The other dinghy, manned by a couple of the Kanakas, had arrived at the ladder laden with a small water butt and a pile of stores from the schooner.
“Okay, let’s get ’em aboard!” said Thundering Billy briskly.
For the next half-hour he, Egg, and the Kanakas were fully occupied in transferring their gear and stores from the schooner to the Falcon. During that time, at Beth’s murmured request, she and Buck withdrew to the control room to have a private conversation.
“What do you think of that man?” she asked.
“You mean Thundering Billy?” said Buck. “Oh, he’s all right, I reckon. A bit tough, perhaps, but that’s nothing. It’s easy to see why he’s called Thundering Billy,” he added with a grin. “It’s his voice. It sounds like a foghorn.”
“I don’t like him!” declared Beth.
“You don’t?” exclaimed Buck, surprised at her emphasis. “Why not?”
“I don’t know, but I just don’t,” said Beth. “There’s something about him I wouldn’t trust. It’s not going to be very nice having him and that Egg and the Kanakas aboard.”
“Yes, but there’s nothing else we can do about it,” protested Buck. “We had to let them come aboard. We couldn’t leave them to drift about on the raft they were making.”

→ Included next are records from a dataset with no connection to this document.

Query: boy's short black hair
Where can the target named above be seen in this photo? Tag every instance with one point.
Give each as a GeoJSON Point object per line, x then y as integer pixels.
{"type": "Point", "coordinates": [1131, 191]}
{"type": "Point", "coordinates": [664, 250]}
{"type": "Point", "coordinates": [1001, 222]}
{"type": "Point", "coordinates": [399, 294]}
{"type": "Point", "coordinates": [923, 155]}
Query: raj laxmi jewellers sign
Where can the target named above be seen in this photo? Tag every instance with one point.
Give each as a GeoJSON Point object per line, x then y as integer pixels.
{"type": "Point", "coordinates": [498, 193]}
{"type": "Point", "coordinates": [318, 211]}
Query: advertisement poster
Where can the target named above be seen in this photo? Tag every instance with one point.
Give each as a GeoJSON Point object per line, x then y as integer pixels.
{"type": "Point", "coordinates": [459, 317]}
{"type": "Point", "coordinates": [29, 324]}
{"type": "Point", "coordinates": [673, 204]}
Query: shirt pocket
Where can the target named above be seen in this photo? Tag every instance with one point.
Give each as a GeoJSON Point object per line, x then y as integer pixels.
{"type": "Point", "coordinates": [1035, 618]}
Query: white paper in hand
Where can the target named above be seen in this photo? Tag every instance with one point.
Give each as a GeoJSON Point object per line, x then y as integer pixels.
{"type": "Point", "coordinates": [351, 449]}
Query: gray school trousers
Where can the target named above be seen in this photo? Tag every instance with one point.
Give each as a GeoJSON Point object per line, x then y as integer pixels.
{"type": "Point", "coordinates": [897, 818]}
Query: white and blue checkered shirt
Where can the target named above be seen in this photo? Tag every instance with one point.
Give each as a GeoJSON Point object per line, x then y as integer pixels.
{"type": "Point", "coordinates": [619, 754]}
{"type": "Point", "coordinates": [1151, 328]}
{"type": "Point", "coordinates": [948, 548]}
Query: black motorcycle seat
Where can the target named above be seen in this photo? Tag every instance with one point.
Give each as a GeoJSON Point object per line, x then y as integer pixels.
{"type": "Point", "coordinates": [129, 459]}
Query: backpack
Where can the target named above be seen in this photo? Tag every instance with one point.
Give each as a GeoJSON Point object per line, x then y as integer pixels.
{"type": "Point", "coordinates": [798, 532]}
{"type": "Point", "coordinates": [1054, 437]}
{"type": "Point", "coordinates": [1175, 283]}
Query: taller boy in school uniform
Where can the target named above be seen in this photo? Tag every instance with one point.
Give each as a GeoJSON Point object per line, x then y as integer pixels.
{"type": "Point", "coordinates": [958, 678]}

“I know we couldn’t,” agreed Beth. “We had to save them and I’m very glad we’ve been able to. But that doesn’t alter the fact that it’s not going to be particularly nice having them with us. I bet that Thundering Billy tries to take charge of everything.”
“He can’t!” returned Buck promptly. “He knows nothing about aircraft—at least, I don’t suppose he does—so we’ve got him there.”
“His knowing nothing about aircraft won’t stop him from trying to take charge, you’ll see,” predicted Beth. “Everything is going to be different now, I know that. It was rather exciting you and I having the aircraft to ourselves, particularly after the storm was over, even if we did have Ogden with us. It was rather fun, if one didn’t think too much about being a bit hungry and thirsty and about the possibility of our one engine suddenly conking out. But it’s not going to be like that any more now.”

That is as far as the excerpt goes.